When a young African-American male was shot outside the new Pearl Theater on Dec. 7 - just two days after it opened - the local media, including the Daily News, and elected officials characterized that act of violence as symbolic of a neighborhood complicit in its own demise.

According to Mayor Street and District Councilman Clarke, North Philadelphians need to make a decision: Embrace and celebrate new developments like the Pearl or be condemned to the unpleasant conditions that have imprisoned them for the last 50 years.

Nothing could be further from the truth.

Violence similar to what occurred outside that mammoth development at Broad and Cecil B. Moore is a byproduct of the neglect and frequent hostility of the mayor, City Council, wealthy developers and other city elites toward North Philadelphia and other troubled neighborhoods.

Instead of investing in the long-suffering people of North Central Philadelphia, the city and the Redevelopment Authority (RDA), in conjunction with alleged non-profits and prominent black Philadelphians, allowed developer Bart Blatstein to create a complex with low-wage jobs for the community and housing for 1,200 Temple students. Nowhere in the planning was there room for affordable housing or neighborhood ownership of any portion of the complex. The developer gets richer; Temple expands on land that could have been used to benefit residents; the gentrification of North Central continues unabated.

Even a casual visitor to the community over the last five years would have witnessed the extraordinary scale of the demolition of housing and commercial structures, funded by the mayor's Neighborhood Transformation Initiative (NTI), ostensibly done in the name of community development. Many architecturally significant buildings were razed to make room for large developments, with their economies of scale.

Where land could not be obtained through the marketplace, the RDA used eminent domain to acquire it. The Philadelphia Housing Authority moved entire families to Northeast Philly. Nothing was democratic about the real estate thefts, relocations or which buildings were demolished.

And now that structures on this land are completed, and the NTI funding nearly exhausted, neighbors are left in a far more precarious position than they were before John Street targeted his old district for "transformation."

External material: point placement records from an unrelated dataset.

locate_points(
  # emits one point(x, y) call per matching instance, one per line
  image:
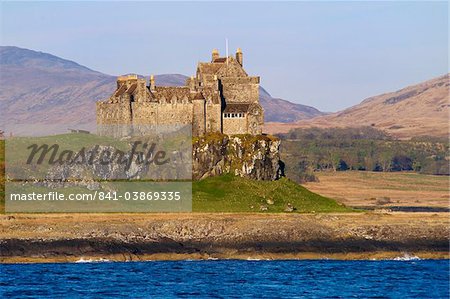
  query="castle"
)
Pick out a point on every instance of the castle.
point(222, 97)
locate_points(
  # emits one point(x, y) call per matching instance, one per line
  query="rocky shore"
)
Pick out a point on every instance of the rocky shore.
point(124, 237)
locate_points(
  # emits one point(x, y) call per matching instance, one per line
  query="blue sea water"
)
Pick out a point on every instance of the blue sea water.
point(228, 278)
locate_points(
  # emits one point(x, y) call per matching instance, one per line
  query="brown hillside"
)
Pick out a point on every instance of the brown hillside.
point(421, 109)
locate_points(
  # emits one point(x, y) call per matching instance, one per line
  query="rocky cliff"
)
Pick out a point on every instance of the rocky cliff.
point(255, 157)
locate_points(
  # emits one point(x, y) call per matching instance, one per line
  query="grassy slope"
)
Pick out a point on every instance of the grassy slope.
point(235, 194)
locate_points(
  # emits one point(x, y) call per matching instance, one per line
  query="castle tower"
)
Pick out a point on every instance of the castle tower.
point(199, 115)
point(215, 55)
point(240, 56)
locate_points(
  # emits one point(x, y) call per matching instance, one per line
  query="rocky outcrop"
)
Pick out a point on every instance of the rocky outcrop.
point(255, 157)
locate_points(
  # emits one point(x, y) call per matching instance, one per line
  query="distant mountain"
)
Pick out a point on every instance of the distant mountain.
point(417, 110)
point(279, 110)
point(37, 87)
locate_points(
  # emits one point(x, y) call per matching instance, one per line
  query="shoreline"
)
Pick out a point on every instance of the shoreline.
point(201, 236)
point(373, 256)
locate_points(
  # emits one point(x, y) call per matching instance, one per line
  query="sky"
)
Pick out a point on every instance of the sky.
point(329, 55)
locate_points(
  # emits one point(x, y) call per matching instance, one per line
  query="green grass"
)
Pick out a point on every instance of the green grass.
point(229, 193)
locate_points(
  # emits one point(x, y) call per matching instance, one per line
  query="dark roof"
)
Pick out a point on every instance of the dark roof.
point(236, 108)
point(220, 60)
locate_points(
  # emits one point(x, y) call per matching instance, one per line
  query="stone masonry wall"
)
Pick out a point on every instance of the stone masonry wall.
point(255, 157)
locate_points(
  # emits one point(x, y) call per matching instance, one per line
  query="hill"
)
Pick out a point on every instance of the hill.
point(417, 110)
point(42, 88)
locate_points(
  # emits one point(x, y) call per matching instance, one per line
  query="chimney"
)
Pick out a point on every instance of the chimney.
point(215, 55)
point(152, 83)
point(239, 57)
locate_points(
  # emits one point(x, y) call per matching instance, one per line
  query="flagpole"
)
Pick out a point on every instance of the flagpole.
point(226, 47)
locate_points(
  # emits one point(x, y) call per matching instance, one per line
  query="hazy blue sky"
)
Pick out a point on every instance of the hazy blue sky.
point(329, 55)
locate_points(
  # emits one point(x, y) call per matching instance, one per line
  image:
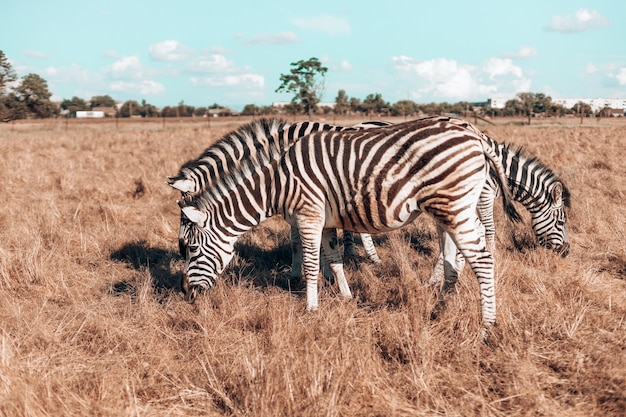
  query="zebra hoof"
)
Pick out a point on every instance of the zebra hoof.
point(487, 335)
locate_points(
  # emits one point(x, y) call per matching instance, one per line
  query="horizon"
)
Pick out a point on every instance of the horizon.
point(232, 55)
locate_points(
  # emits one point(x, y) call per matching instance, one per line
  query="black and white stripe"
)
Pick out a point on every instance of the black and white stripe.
point(251, 146)
point(370, 181)
point(536, 187)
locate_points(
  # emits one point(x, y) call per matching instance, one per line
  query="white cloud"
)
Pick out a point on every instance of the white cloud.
point(621, 76)
point(344, 65)
point(496, 67)
point(282, 38)
point(523, 52)
point(583, 20)
point(127, 67)
point(110, 54)
point(446, 79)
point(144, 87)
point(211, 64)
point(328, 24)
point(246, 81)
point(170, 50)
point(36, 54)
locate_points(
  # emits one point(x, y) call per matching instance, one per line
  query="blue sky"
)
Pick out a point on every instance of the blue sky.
point(233, 52)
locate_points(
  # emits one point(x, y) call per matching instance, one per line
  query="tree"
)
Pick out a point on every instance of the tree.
point(341, 102)
point(7, 74)
point(305, 81)
point(73, 105)
point(404, 108)
point(102, 101)
point(374, 103)
point(200, 111)
point(130, 108)
point(34, 95)
point(582, 109)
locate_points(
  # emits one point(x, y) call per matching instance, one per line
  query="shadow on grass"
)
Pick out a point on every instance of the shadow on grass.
point(263, 268)
point(140, 256)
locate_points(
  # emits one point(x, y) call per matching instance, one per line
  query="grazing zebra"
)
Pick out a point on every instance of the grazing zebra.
point(370, 181)
point(532, 184)
point(255, 145)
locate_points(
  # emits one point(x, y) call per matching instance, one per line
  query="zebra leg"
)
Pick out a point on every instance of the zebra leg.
point(482, 263)
point(330, 249)
point(370, 249)
point(446, 248)
point(296, 257)
point(311, 226)
point(485, 214)
point(296, 254)
point(446, 271)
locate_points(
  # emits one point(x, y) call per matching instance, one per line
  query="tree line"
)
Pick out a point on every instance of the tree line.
point(29, 97)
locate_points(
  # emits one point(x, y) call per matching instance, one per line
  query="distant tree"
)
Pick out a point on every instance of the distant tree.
point(148, 110)
point(355, 104)
point(542, 103)
point(558, 110)
point(582, 108)
point(305, 81)
point(184, 110)
point(200, 111)
point(130, 108)
point(12, 108)
point(293, 108)
point(33, 94)
point(73, 105)
point(250, 110)
point(406, 108)
point(7, 74)
point(102, 101)
point(374, 103)
point(169, 111)
point(341, 102)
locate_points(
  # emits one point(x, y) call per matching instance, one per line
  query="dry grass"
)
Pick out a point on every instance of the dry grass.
point(92, 321)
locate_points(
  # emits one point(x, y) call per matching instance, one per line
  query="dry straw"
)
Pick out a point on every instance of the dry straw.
point(92, 321)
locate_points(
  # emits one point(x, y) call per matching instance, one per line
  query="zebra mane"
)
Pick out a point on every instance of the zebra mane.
point(238, 153)
point(533, 160)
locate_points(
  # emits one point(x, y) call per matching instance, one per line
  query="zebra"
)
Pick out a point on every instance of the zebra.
point(536, 187)
point(371, 180)
point(258, 143)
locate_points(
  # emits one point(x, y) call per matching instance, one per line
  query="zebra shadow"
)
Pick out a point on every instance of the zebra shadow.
point(262, 267)
point(142, 257)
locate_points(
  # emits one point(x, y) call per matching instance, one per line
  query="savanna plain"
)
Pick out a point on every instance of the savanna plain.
point(93, 322)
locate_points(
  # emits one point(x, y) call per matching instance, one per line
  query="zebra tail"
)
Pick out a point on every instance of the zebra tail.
point(503, 182)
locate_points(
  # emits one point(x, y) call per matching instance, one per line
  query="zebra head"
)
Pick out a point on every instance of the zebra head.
point(206, 254)
point(550, 222)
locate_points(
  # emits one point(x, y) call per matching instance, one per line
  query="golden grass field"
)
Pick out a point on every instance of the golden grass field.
point(93, 323)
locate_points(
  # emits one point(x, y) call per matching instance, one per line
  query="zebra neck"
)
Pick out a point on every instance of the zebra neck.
point(527, 179)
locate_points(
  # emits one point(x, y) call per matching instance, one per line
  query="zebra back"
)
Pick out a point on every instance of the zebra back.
point(243, 151)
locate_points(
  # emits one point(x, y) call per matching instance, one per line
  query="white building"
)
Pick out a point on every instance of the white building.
point(89, 114)
point(595, 103)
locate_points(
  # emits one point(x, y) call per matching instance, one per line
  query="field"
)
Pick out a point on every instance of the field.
point(92, 320)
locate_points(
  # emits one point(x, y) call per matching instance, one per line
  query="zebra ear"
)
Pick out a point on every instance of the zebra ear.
point(197, 216)
point(183, 185)
point(557, 194)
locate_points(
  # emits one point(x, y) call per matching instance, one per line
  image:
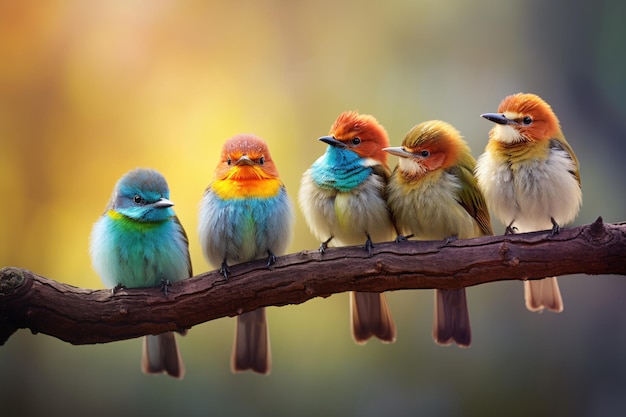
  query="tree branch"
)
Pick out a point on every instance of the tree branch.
point(82, 316)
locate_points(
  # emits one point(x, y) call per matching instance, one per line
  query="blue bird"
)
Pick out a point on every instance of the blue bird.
point(342, 198)
point(138, 242)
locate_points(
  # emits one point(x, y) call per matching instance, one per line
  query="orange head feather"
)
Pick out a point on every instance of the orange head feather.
point(244, 157)
point(529, 116)
point(362, 134)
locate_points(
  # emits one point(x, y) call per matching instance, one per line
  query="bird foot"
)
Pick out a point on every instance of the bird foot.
point(225, 269)
point(369, 245)
point(510, 229)
point(165, 283)
point(324, 245)
point(271, 258)
point(401, 238)
point(117, 288)
point(450, 239)
point(556, 229)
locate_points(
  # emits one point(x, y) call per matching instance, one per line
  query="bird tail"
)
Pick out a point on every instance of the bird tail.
point(161, 355)
point(451, 322)
point(543, 293)
point(371, 316)
point(251, 349)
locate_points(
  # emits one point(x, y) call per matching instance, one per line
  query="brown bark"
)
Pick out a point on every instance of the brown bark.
point(82, 316)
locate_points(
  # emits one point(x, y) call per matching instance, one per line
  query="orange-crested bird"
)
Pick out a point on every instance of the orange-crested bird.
point(433, 194)
point(342, 198)
point(529, 175)
point(245, 214)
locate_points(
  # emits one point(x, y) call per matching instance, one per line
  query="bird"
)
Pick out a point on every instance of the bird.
point(433, 195)
point(530, 177)
point(342, 198)
point(245, 214)
point(138, 242)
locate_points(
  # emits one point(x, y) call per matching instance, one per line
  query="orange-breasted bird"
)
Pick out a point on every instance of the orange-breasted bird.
point(245, 214)
point(529, 175)
point(433, 195)
point(342, 198)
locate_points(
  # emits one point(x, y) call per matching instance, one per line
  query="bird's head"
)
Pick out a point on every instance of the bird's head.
point(429, 146)
point(245, 157)
point(360, 133)
point(523, 118)
point(142, 195)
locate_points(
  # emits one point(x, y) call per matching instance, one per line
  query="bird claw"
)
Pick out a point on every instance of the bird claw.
point(510, 229)
point(271, 258)
point(324, 245)
point(117, 288)
point(225, 269)
point(369, 245)
point(450, 239)
point(401, 238)
point(556, 229)
point(165, 283)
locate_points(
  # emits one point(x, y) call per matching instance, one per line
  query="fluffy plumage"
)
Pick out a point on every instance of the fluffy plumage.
point(245, 214)
point(433, 195)
point(529, 175)
point(138, 242)
point(342, 198)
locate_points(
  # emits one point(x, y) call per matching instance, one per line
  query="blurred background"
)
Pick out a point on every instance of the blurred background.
point(92, 89)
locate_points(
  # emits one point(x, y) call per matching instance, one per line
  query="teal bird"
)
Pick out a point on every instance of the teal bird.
point(342, 198)
point(245, 214)
point(138, 242)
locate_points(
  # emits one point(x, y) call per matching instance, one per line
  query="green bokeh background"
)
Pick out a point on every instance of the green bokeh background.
point(92, 89)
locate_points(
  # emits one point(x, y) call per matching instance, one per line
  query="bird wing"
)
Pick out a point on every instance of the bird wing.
point(181, 229)
point(472, 199)
point(561, 144)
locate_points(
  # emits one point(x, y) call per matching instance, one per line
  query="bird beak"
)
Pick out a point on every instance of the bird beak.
point(332, 141)
point(399, 151)
point(244, 160)
point(162, 203)
point(498, 118)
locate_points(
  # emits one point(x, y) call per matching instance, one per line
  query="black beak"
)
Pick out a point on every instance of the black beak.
point(498, 118)
point(332, 141)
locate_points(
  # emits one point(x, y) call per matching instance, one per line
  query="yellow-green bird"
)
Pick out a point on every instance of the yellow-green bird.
point(433, 195)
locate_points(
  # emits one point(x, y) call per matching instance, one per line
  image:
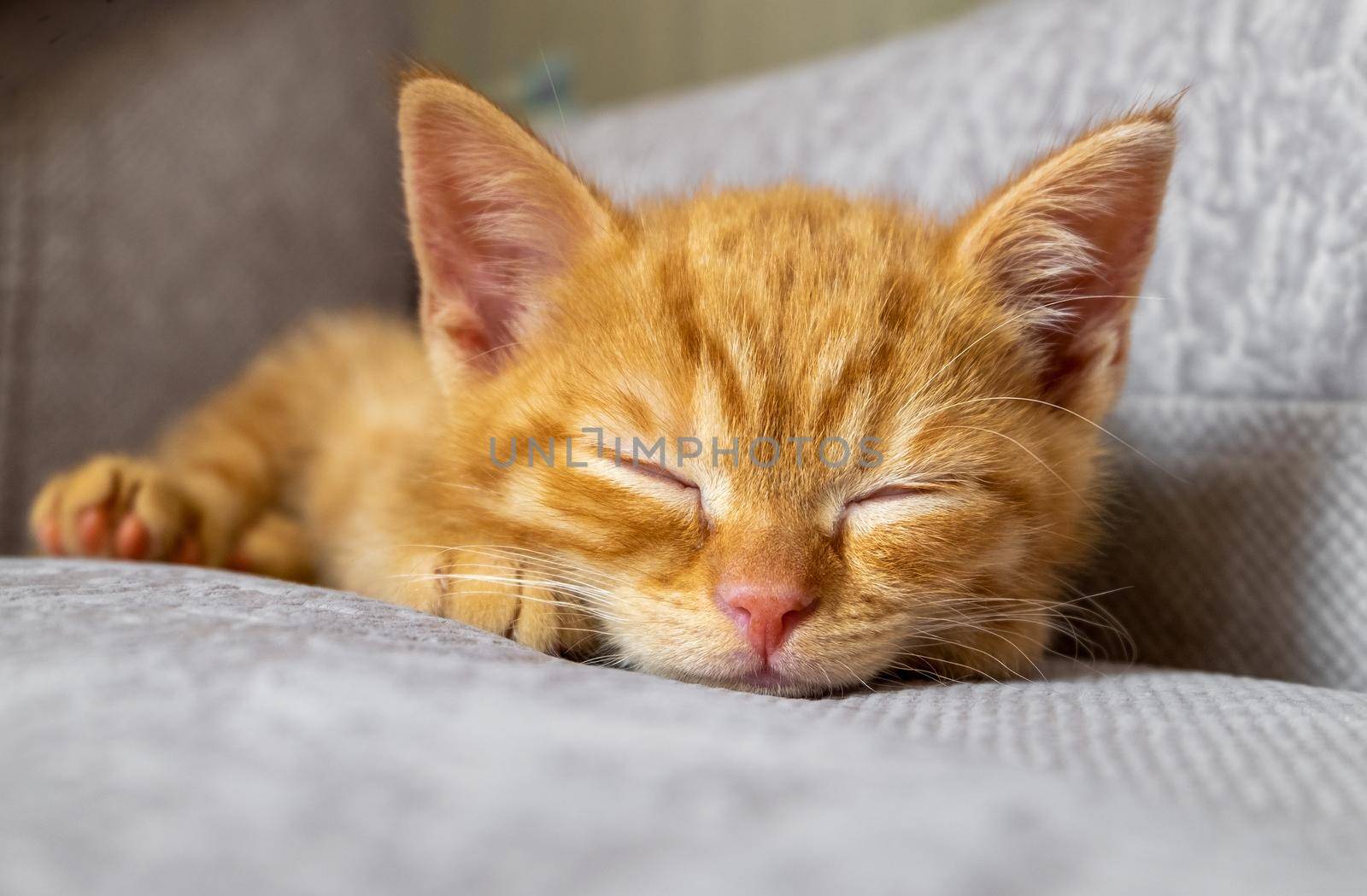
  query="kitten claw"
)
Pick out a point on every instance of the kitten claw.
point(133, 540)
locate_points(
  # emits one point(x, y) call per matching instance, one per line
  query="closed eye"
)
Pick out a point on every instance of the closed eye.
point(656, 471)
point(904, 490)
point(895, 501)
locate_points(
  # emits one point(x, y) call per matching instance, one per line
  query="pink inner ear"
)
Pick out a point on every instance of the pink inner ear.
point(494, 223)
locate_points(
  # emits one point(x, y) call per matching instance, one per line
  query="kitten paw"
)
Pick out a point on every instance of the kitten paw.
point(116, 507)
point(502, 596)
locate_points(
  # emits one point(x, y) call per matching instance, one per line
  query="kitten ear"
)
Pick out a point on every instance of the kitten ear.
point(1071, 238)
point(492, 216)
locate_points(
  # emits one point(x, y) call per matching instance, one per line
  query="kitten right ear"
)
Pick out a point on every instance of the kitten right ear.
point(1070, 239)
point(492, 216)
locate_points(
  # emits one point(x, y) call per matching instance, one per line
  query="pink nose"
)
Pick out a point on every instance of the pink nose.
point(765, 613)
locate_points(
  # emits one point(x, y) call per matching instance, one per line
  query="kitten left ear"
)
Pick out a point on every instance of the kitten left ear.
point(494, 214)
point(1071, 238)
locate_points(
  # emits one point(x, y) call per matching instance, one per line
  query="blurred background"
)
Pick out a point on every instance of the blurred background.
point(596, 52)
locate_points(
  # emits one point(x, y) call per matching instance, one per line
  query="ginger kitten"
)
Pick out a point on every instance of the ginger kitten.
point(491, 470)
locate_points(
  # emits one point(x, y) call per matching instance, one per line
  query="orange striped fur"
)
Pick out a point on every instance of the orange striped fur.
point(981, 354)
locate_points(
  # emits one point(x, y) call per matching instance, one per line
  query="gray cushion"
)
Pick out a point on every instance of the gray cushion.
point(175, 729)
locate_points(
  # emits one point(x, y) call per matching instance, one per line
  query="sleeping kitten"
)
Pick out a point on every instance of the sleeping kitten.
point(879, 432)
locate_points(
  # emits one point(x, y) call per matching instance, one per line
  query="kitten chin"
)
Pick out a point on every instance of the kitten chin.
point(871, 439)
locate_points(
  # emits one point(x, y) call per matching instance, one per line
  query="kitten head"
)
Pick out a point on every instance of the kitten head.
point(879, 432)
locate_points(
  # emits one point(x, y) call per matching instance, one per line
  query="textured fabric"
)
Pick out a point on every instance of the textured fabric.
point(179, 180)
point(1239, 537)
point(175, 729)
point(1261, 271)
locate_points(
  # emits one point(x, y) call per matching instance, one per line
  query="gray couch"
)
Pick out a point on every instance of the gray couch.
point(170, 729)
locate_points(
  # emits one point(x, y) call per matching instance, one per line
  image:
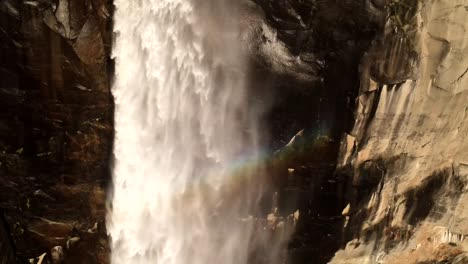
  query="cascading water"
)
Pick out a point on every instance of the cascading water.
point(184, 132)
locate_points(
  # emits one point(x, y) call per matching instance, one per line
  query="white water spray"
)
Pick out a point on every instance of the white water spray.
point(183, 135)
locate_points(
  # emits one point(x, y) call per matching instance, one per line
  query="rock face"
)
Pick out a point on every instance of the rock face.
point(399, 189)
point(55, 125)
point(406, 156)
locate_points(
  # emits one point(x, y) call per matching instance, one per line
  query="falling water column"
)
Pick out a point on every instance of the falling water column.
point(182, 127)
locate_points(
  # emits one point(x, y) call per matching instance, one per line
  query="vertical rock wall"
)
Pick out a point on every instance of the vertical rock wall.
point(407, 156)
point(55, 125)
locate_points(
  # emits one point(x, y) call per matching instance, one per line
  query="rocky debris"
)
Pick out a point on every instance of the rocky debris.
point(55, 139)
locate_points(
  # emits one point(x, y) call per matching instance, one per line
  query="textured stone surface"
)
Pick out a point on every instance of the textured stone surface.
point(409, 151)
point(55, 126)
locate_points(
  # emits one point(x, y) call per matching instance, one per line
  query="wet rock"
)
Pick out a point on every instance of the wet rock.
point(56, 255)
point(89, 45)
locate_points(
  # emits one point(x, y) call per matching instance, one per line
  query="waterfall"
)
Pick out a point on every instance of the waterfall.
point(185, 136)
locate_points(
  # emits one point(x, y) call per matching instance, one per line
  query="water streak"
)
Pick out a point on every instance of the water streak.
point(182, 122)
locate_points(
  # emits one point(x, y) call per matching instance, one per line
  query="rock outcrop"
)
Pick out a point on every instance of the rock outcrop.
point(407, 155)
point(55, 125)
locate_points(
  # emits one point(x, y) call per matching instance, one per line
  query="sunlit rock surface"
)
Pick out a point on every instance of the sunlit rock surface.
point(55, 126)
point(408, 154)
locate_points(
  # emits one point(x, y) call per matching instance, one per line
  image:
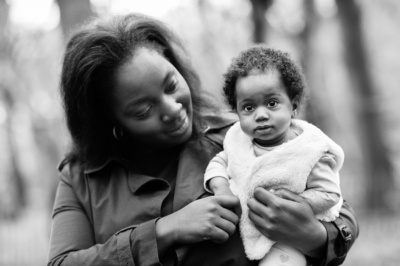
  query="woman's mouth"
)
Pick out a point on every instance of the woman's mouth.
point(181, 127)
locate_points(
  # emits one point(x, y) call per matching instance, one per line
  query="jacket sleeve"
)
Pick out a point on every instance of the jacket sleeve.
point(341, 235)
point(73, 243)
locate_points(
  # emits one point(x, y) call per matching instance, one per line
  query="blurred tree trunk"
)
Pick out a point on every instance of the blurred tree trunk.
point(380, 180)
point(17, 184)
point(259, 8)
point(73, 13)
point(313, 112)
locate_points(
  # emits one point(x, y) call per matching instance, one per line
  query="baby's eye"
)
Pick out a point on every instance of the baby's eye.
point(273, 103)
point(143, 114)
point(248, 108)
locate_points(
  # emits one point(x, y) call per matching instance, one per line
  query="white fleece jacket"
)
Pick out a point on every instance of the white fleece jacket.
point(286, 166)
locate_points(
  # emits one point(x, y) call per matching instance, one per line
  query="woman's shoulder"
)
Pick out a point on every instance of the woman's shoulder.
point(217, 124)
point(70, 169)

Elders are facing dramatically higher real-estate taxes; rents are no longer affordable; both new and old neighborhood businesses that could have been funded with city assistance on neighborhood land are nearly gone. Everywhere are winds of change and the momentum is toward the removal of the poor and long-time residents from North Central.

And so, when a young man is nearly killed outside a sparkling new edifice built without regard to the housing or living-wage employment needs of that community and within a neighborhood being gentrified out of existence, is that crime actually a cry for help, or attention, or respect?

THE SHOOTER is clearly responsible for pulling the trigger and must be held accountable.

But the mayor and his friends created the conditions of hopelessness and despair that made such actions and many more to come inevitable. Far from this being representative of a community that embraced violence, that single shot carried with it a complete and utter repudiation of the mayor's NTI strategy.

The Pearl , like the Westrum and Pennrose developments to the immediate west, are not shining examples of a bright future for North Philadelphia, but hollow illustrations of a city's failure to address the needs of its poor.

The city and the broader media still have not connected the dots. This means that the violence will continue and the new facades will be incapable of obscuring the ugly truth about the city's priorities.

And yet, despite the worst intentions of the city, there are grassroots efforts to rebuild North Philadelphia and similar communities around the city.

Residents and business owners are rejecting the popular lies that the poor want or somehow support violence, crime, litter-filled sidewalks and other urban ills.

The real battle is not between those who pull the triggers and the rest of our communities. It is battle that pits a corrupt and arrogant City Hall against everyday Philadelphians who are deciding to remain residents, organizing to clean up their communities and prospering here.

Gentrification is a greater threat than violence because the former will destroy any chance we have of living in our neighborhood, while the latter is temporary. Communities can defeat both, however, with leadership, planning, better decisions in the voting booth, and faith in one another.

This op-ed appeared in the Philadelphia Daily News and was submitted by the board of the African-American Business & Residents Association (Peggy Martin, Margaret Morris, Al Alston and Sheila Murray, and Frank Hailey, the acting executive director).